I remember sitting there feeling excited, pressure for being a black person, and nervousness. Was the world, more accurately, was America ready for a black man to be president? Would they have taken more readily or easily to a woman? I don’t follow politics because for the most part, I feel removed from them. When there are issues that have to do with my person; race, gender politics, religious rights I’m all ears but things like unions, taxes, etc. I’m honestly not aware of. When I heard that Congresswoman Gifford, Arizona’s first Jewish woman to hold that office, was shot and seriously injured I was shocked and horrified.

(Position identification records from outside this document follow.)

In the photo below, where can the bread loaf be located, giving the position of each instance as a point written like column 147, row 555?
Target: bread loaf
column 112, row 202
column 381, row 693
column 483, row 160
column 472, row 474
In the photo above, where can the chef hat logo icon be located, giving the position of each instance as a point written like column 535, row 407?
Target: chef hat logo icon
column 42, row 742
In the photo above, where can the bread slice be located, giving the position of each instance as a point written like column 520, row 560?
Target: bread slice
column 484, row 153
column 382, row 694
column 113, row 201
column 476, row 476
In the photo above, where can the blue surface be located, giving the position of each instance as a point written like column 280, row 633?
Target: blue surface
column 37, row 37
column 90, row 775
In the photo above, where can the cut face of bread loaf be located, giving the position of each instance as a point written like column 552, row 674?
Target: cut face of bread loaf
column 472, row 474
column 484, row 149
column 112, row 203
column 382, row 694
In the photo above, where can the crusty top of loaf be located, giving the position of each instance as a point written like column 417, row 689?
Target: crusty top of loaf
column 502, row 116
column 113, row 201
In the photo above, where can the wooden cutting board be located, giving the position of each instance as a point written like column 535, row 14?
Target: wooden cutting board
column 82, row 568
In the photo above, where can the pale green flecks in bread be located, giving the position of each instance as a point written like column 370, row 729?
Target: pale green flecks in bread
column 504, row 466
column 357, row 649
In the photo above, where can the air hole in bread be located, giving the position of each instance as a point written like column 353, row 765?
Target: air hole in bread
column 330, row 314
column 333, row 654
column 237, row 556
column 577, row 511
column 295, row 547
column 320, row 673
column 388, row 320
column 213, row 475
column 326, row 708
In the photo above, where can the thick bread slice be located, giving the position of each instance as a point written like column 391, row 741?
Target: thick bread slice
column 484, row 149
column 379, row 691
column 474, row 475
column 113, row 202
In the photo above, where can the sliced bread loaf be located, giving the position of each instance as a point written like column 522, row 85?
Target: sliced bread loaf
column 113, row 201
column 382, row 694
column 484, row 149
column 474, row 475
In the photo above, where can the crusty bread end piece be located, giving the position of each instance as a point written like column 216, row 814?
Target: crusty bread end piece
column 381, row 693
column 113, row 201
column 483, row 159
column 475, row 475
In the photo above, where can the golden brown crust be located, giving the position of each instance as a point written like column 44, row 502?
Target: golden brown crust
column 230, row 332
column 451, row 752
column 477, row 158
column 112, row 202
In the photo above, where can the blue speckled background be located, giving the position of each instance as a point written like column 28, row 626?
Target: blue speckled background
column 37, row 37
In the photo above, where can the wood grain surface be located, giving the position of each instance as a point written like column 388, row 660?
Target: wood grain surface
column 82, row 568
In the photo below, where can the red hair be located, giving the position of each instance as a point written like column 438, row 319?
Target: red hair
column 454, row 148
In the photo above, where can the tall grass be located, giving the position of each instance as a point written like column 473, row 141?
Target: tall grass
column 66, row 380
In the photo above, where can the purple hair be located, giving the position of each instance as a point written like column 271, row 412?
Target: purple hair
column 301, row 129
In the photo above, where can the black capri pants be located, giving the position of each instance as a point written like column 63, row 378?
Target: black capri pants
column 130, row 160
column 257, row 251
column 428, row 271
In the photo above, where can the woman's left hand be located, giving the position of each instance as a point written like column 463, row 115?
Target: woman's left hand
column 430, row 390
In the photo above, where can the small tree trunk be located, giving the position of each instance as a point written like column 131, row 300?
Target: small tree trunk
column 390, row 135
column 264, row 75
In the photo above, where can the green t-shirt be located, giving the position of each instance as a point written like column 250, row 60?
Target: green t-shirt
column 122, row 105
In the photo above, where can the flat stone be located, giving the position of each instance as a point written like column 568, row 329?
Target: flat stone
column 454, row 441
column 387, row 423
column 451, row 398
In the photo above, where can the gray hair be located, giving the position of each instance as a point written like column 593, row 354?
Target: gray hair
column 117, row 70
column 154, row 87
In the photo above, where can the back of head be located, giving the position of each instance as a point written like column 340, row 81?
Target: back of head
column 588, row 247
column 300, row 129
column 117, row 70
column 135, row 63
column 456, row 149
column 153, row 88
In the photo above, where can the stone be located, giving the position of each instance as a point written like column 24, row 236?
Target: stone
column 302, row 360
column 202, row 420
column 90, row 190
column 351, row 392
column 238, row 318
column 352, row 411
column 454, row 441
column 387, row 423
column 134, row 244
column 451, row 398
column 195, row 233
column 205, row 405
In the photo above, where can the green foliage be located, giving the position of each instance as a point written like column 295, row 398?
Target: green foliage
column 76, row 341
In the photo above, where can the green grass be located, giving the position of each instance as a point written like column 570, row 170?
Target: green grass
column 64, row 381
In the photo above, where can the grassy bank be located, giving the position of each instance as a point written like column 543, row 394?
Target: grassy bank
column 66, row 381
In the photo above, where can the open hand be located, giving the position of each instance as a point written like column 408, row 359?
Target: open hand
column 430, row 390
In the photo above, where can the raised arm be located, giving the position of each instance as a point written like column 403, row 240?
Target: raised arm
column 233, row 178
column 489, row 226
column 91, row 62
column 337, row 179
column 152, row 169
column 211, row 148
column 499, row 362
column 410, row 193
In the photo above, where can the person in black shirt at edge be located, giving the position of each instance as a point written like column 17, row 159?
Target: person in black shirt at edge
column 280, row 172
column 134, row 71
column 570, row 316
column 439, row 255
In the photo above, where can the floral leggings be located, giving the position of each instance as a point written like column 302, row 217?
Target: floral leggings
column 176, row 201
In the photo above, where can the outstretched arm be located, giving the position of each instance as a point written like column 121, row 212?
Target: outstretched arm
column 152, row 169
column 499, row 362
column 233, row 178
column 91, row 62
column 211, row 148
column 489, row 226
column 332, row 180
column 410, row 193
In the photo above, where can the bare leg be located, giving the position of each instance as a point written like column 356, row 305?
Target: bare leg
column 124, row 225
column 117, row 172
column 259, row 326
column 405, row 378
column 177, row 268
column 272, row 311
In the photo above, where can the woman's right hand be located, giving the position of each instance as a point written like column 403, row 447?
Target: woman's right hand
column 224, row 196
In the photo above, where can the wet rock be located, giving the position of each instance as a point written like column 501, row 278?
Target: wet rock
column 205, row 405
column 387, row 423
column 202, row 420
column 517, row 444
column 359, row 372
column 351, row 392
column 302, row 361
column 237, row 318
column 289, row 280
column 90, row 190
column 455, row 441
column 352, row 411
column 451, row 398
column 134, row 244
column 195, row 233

After 9/11 it goes without saying that our country has become hostile. There was a terrible joke after September 11th that now other people (Arabs) would feel like we (blacks) have felt for years. Now I don’t know what to think. In a society where people, myself included, get most of their information from their televisions or internet websites whose content, based on political ties, skews information what are we to think? Information flies from one coast to another, from one side of the planet to the other in the click of a button. Warfare is carried out by a phone call as well as man-to-man. A politician from Alaska can post images on her website one day and the next innocent people are killed and more are wounded.
When did free speech become so deadly, or more accurately, when did we assume that free speech came without consequences? Where are our flower children? We’re lazy. In the 60′s people my age and younger left their homes to march on Washington without a thought. People in the south refused to give up their places at lunch counters without thinking of what might happen-even though they knew. What do I do? How am I making change? Why am I so scared?
I don’t have answers to my questions and I don’t know why I feel my feet cemented to the place I stand rather than take a stand. My prayers go out to the congresswoman and her family. My prayers go out to the people who lost their lives and their families. My prayers go out the those injured, those who witnessed this event, and the world. As Jews, we know that the messiah will come when there is peace in the world, when the Temple is rebuilt, and when the tribes return to Israel. How or why would the messiah come when we can’t get the first piece of the puzzle in place. Within our own Jewish community there is war waging; who is a real Jew, who is not, who decides, why do they get to decide. We make war with our neighbors, in Israel especially but in our own communities here in the US, in Jewish neighborhoods. We are human and not divine so there are challenges but Torah teaches us that we shouldn’t do what is hateful to others-but we do.
Today, right now President Obama has declared a national moment of silence. Pray with the nation that we find peace.